Business plans are very valuable and should always be presented to show that you are serious and have done your homework. Always include a compelling summary page with visual elements that promote your company. Add video too if you are delivering your business plan electronically and keep it under one minute. Another that is longer than that will lose the interest of those with short attention spans.

Do not use acronyms

People outside of your industry will be reading your materials and it is intimating to read something has acronyms, unless you define them. You do not want an investor to not understand what you are saying because they will say I do not know enough about this industry to invest in it.

Always be pitching

Be willing to put yourself in as many opportunities as possible for people to ask what you do. The best way to do this is by asking others what they do first and be curious about the answer. Then naturally they will follow up by asking what you do. Be prepared with your one sentence answer and follow up with saying that you are raising funds from private investors to get started.
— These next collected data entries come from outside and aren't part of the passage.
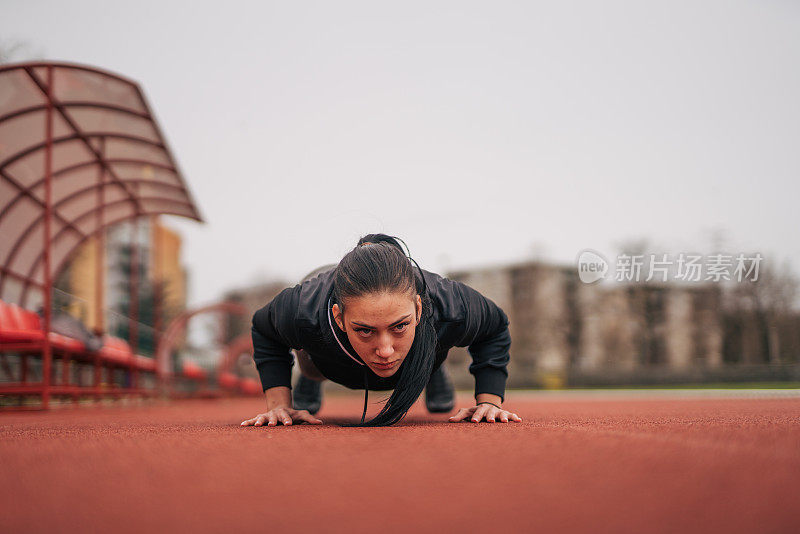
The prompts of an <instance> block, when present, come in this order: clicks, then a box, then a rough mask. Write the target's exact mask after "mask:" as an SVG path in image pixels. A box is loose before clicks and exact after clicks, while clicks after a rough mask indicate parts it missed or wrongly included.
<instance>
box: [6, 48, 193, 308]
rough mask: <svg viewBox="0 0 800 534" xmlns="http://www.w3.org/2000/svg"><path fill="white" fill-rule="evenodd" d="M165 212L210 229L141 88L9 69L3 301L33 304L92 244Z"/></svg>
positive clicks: (102, 77)
mask: <svg viewBox="0 0 800 534" xmlns="http://www.w3.org/2000/svg"><path fill="white" fill-rule="evenodd" d="M157 214H171V215H179V216H183V217H188V218H190V219H194V220H196V221H200V222H202V219H201V217H200V215H199V213H198V210H197V208H196V206H195V204H194V201H193V200H192V197H191V194H190V193H189V191H188V189H187V187H186V184H185V182H184V179H183V177H182V175H181V173H180V171H179V170H178V166H177V164H176V163H175V160H174V159H173V157H172V154H171V152H170V150H169V148H168V146H167V143H166V140H165V139H164V136H163V135H162V133H161V131H160V130H159V128H158V125H157V123H156V120H155V118H154V117H153V114H152V113H151V111H150V108H149V107H148V105H147V101H146V100H145V98H144V95H143V93H142V91H141V89H140V88H139V86H138V85H137V84H136V83H135V82H133V81H131V80H128V79H125V78H123V77H121V76H118V75H116V74H111V73H109V72H104V71H101V70H98V69H95V68H92V67H88V66H83V65H75V64H67V63H24V64H14V65H2V66H0V299H2V300H4V301H6V302H16V303H18V304H21V305H22V306H25V305H26V300H27V299H29V298H30V295H29V294H30V293H31V291H30V290H31V289H35V290H38V291H37V292H41V291H42V290H43V289H44V288H46V287H49V285H50V282H51V280H52V279H53V278H54V277H55V275H57V274H58V273H59V272H60V271H61V269H62V268H63V267H64V266H65V265H66V263H67V261H68V260H69V259H70V257H71V255H72V254H73V253H74V252H76V251H77V249H78V247H79V246H80V245H81V243H83V242H84V241H85V240H86V239H88V238H89V237H91V236H93V235H95V234H98V233H99V232H101V231H103V230H104V229H105V228H107V227H108V226H111V225H113V224H115V223H118V222H120V221H123V220H127V219H133V218H137V217H143V216H148V215H157ZM48 254H49V255H50V257H49V258H48V257H47V256H48ZM47 264H49V265H51V268H50V269H47V268H46V265H47ZM47 271H50V272H47Z"/></svg>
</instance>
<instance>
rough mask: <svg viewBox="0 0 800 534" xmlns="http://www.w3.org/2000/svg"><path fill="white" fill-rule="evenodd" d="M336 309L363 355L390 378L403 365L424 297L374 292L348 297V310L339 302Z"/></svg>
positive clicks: (380, 376) (417, 322)
mask: <svg viewBox="0 0 800 534" xmlns="http://www.w3.org/2000/svg"><path fill="white" fill-rule="evenodd" d="M332 312H333V317H334V318H335V319H336V324H338V325H339V328H341V329H342V330H344V331H345V332H346V333H347V339H349V340H350V344H351V345H352V346H353V348H354V349H355V350H356V352H358V355H359V356H361V359H362V360H364V362H365V363H366V364H367V366H368V367H369V368H370V369H372V371H373V372H374V373H375V374H376V375H378V376H380V377H383V378H386V377H389V376H392V375H393V374H395V373H396V372H397V371H398V369H400V364H402V363H403V360H404V359H405V357H406V355H407V354H408V351H409V350H410V349H411V344H412V343H413V342H414V333H415V332H416V328H417V323H418V322H419V318H420V316H421V313H422V301H421V299H420V297H419V295H414V296H412V295H410V294H408V293H400V292H385V293H370V294H368V295H364V296H361V297H352V298H349V299H347V300H346V301H345V312H344V313H342V312H341V309H340V308H339V306H338V305H337V304H334V305H333V309H332Z"/></svg>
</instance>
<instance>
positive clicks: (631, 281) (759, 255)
mask: <svg viewBox="0 0 800 534" xmlns="http://www.w3.org/2000/svg"><path fill="white" fill-rule="evenodd" d="M763 260H764V257H763V256H762V255H761V254H760V253H755V254H750V255H748V254H744V253H738V254H708V255H703V254H687V253H683V252H681V253H680V254H678V255H677V256H671V255H669V254H620V255H618V256H617V258H616V262H615V263H614V269H613V279H614V280H615V281H617V282H650V281H656V282H666V281H668V280H674V281H680V282H723V281H728V282H748V281H749V282H756V281H757V280H758V270H759V266H760V265H761V262H762V261H763ZM577 263H578V277H579V278H580V279H581V282H583V283H585V284H592V283H595V282H598V281H600V280H603V279H605V278H606V277H607V276H610V274H609V272H610V271H611V266H610V264H609V262H608V261H607V260H606V259H605V257H603V255H602V254H600V253H599V252H597V251H595V250H592V249H584V250H582V251H581V252H580V253H579V254H578V261H577Z"/></svg>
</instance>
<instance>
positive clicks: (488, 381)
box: [252, 269, 511, 398]
mask: <svg viewBox="0 0 800 534" xmlns="http://www.w3.org/2000/svg"><path fill="white" fill-rule="evenodd" d="M334 272H335V269H332V270H330V271H327V272H324V273H322V274H320V275H318V276H316V277H314V278H312V279H310V280H306V281H304V282H302V283H300V284H298V285H296V286H294V287H291V288H287V289H284V290H283V291H282V292H281V293H279V294H278V295H277V296H276V297H275V298H274V299H273V300H272V301H271V302H270V303H269V304H267V305H266V306H264V307H263V308H261V309H260V310H258V311H257V312H256V313H255V314H254V315H253V327H252V334H253V348H254V351H253V359H254V360H255V363H256V367H257V368H258V373H259V375H260V377H261V385H262V386H263V389H264V390H267V389H269V388H272V387H275V386H286V387H289V388H291V373H292V365H293V364H294V358H293V356H292V354H291V352H289V350H290V349H291V348H294V349H303V350H305V351H306V352H307V353H308V355H309V356H310V357H311V360H312V361H313V362H314V365H316V366H317V368H318V369H319V371H320V372H321V373H322V374H323V375H324V376H325V377H326V378H328V379H329V380H332V381H333V382H336V383H338V384H342V385H344V386H346V387H348V388H350V389H364V386H365V384H364V381H365V374H364V369H365V366H364V365H362V364H361V363H359V362H358V361H355V360H354V359H353V358H352V356H354V357H355V358H358V359H359V361H360V358H359V357H358V354H357V353H356V351H355V350H354V349H353V347H352V346H351V345H350V342H349V341H348V339H347V334H346V333H345V332H344V331H343V330H341V329H340V328H339V326H338V325H337V324H336V322H335V321H334V320H333V317H332V314H331V313H330V307H331V298H332V294H333V275H334ZM423 272H424V274H425V280H426V282H427V285H428V294H429V295H430V297H431V301H432V303H433V308H434V311H433V320H434V327H435V329H436V336H437V340H438V342H437V345H436V360H435V363H434V367H433V368H434V370H436V369H437V368H438V367H439V366H440V365H441V364H442V362H443V361H444V360H445V358H447V351H448V350H449V349H450V348H452V347H469V349H468V350H469V353H470V355H471V356H472V364H470V366H469V372H470V373H472V375H473V376H474V377H475V395H478V394H479V393H492V394H494V395H498V396H500V398H504V397H505V383H506V378H507V377H508V371H507V370H506V366H507V365H508V360H509V354H508V351H509V348H510V347H511V336H510V335H509V333H508V317H506V314H505V313H504V312H503V310H501V309H500V308H499V307H498V306H497V305H496V304H495V303H494V302H492V301H491V300H489V299H487V298H486V297H484V296H483V295H481V294H480V293H478V292H477V291H475V290H474V289H472V288H471V287H469V286H467V285H466V284H462V283H461V282H456V281H453V280H449V279H447V278H444V277H442V276H439V275H438V274H435V273H431V272H429V271H423ZM333 329H335V334H334V331H333ZM339 343H341V345H342V346H343V347H344V349H346V351H347V352H349V353H350V355H352V356H350V355H348V354H347V353H346V352H345V351H344V350H342V346H340V345H339ZM367 375H368V384H369V389H371V390H389V389H393V388H394V386H395V384H396V383H397V379H398V377H399V375H400V373H399V372H398V373H395V374H394V375H392V376H391V377H388V378H381V377H379V376H378V375H376V374H375V373H373V372H371V371H370V372H369V373H367Z"/></svg>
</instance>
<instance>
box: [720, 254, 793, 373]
mask: <svg viewBox="0 0 800 534" xmlns="http://www.w3.org/2000/svg"><path fill="white" fill-rule="evenodd" d="M798 295H800V280H798V277H797V275H796V274H795V273H794V271H793V269H792V268H791V265H790V264H789V262H788V261H785V262H784V263H783V264H782V265H780V266H775V265H774V264H772V263H770V262H768V261H763V262H762V264H761V265H760V266H759V271H758V279H757V280H756V281H750V280H747V281H742V282H732V283H731V284H730V285H729V286H728V288H727V291H726V300H727V304H726V307H727V309H728V311H730V312H734V313H735V312H737V311H738V312H744V313H745V314H748V315H750V316H751V317H753V319H754V321H755V324H756V327H757V328H758V332H759V333H758V336H759V339H760V345H761V350H762V358H763V359H765V360H766V361H768V362H770V363H780V361H781V356H780V355H781V353H782V352H784V351H783V350H782V347H781V342H782V340H781V338H782V336H781V335H780V332H781V330H782V328H781V325H782V324H785V323H786V322H787V321H792V320H793V318H794V317H796V315H797V303H798ZM792 350H797V347H792Z"/></svg>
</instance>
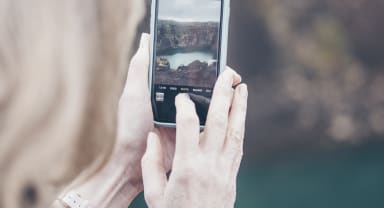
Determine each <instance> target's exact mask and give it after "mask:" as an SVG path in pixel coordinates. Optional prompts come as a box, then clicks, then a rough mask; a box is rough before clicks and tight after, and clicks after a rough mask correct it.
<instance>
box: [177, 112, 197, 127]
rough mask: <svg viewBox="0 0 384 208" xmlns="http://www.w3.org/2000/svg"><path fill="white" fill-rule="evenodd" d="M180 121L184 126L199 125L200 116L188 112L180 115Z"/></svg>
mask: <svg viewBox="0 0 384 208" xmlns="http://www.w3.org/2000/svg"><path fill="white" fill-rule="evenodd" d="M179 123H180V124H181V125H182V126H183V127H188V126H191V125H196V124H197V125H198V123H199V118H198V117H197V115H196V114H193V113H188V114H184V115H180V116H179Z"/></svg>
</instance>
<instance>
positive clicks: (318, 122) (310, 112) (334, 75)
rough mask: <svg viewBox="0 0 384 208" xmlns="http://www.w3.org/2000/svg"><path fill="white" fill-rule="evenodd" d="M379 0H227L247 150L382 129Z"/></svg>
mask: <svg viewBox="0 0 384 208" xmlns="http://www.w3.org/2000/svg"><path fill="white" fill-rule="evenodd" d="M382 11H384V1H381V0H369V1H368V0H351V1H332V0H326V1H321V0H237V1H232V8H231V26H230V40H229V51H228V53H229V60H228V62H229V63H228V64H229V65H231V66H233V67H234V68H236V69H237V70H238V71H240V73H241V74H242V75H243V78H244V81H245V82H247V83H248V84H249V88H250V93H251V94H250V103H249V116H248V124H247V143H248V145H246V148H247V150H246V151H247V152H248V153H252V152H254V153H256V152H258V153H260V152H273V153H276V152H277V151H283V150H292V149H294V150H297V149H301V150H303V149H307V150H308V149H309V148H311V147H315V148H319V147H324V146H327V145H329V144H338V143H339V141H343V142H344V141H348V142H349V141H354V140H361V139H364V138H370V137H373V136H375V137H377V136H379V137H380V136H383V135H384V93H382V90H383V89H384V59H383V58H382V57H383V54H384V41H382V37H384V27H382V26H381V24H382V23H381V21H382V20H383V19H384V13H383V12H382Z"/></svg>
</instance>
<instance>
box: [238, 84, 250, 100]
mask: <svg viewBox="0 0 384 208" xmlns="http://www.w3.org/2000/svg"><path fill="white" fill-rule="evenodd" d="M239 87H240V95H241V96H243V97H248V86H247V85H246V84H242V85H240V86H239Z"/></svg>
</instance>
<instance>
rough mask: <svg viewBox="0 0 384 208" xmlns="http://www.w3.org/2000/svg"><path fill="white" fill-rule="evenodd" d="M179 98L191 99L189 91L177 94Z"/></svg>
mask: <svg viewBox="0 0 384 208" xmlns="http://www.w3.org/2000/svg"><path fill="white" fill-rule="evenodd" d="M177 99H188V100H189V99H191V98H190V97H189V95H188V94H187V93H180V94H178V95H177Z"/></svg>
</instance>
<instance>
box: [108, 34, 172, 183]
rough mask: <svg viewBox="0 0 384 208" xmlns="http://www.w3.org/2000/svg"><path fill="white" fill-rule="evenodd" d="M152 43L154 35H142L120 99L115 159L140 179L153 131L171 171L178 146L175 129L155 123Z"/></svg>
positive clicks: (132, 59)
mask: <svg viewBox="0 0 384 208" xmlns="http://www.w3.org/2000/svg"><path fill="white" fill-rule="evenodd" d="M149 44H150V36H149V35H148V34H142V36H141V40H140V47H139V49H138V51H137V52H136V54H135V55H134V56H133V58H132V60H131V62H130V66H129V71H128V77H127V81H126V84H125V88H124V91H123V94H122V96H121V98H120V102H119V109H118V134H117V141H116V144H115V150H114V154H113V156H112V158H111V159H116V160H119V161H122V163H123V165H126V167H127V168H128V169H129V171H130V173H131V174H133V176H130V177H135V178H137V179H138V180H139V181H141V175H142V174H141V165H140V161H141V158H142V157H143V155H144V152H145V149H146V141H147V137H148V133H149V132H150V131H155V132H156V133H158V134H159V136H160V138H161V143H162V146H163V150H164V151H165V153H166V157H165V159H164V160H165V161H164V162H165V165H166V168H167V170H169V169H170V168H171V163H172V158H173V153H174V146H175V145H174V144H175V129H171V128H161V127H160V128H155V127H154V124H153V113H152V106H151V98H150V92H149V84H148V70H149V59H150V58H149V57H150V54H149ZM113 157H117V158H113ZM139 185H142V184H139Z"/></svg>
You can do this conversation anywhere, not just a networking event. The idea is to let everyone know what you do and that you are looking for capital so they can either invest in you or make introductions to people who will.

Have an event

Potential investors get to see that others are excited about the product too and it reinforces their own feelings. Get a venue and select a time to have a pitch party. Get people excited about the prospect of a new company opening.

Go for the emotions

Investors ultimately make their decision with their gut. What they will be buying into is their feeling about the entrepreneur and passion for the product. Do not undervalue the emotional aspect because it takes 100% to move forward the decision to invest. The shorter the pitch, the more it should appeal to emotion. Only then you will be given the opportunity to support their excitement with logic.

Be transparent

The amount of detailed due diligence done by an angel or angel group can seem intrusive, you are getting into a long term relationship and full disclosure is required. Everything does not need to be disclosed right away but the following information should be ready to go just in case:

  • Business plan
  • Financial model and balance sheet
  • Management resumes and organizational chart
  • Customer references
  • Personal references
  • Social security numbers
  • Grants
  • Contact information

Know your numbers

Someone who holds the title CEO needs to know the entire business inside and out and that means knowing the numbers. Most investors prefer to invest in a business, not just the product.

Invest in your business first

Angels are more likely to invest in entrepreneurs who have invested in their own companies first or gotten friends and family to buy into the idea.

The Bottom Line

An angel investment is not just a financial transaction, it is the beginning of a long-term relationship. Getting funded is not the end goal. It can take a lot of time and should only be done when your business is ready to scale.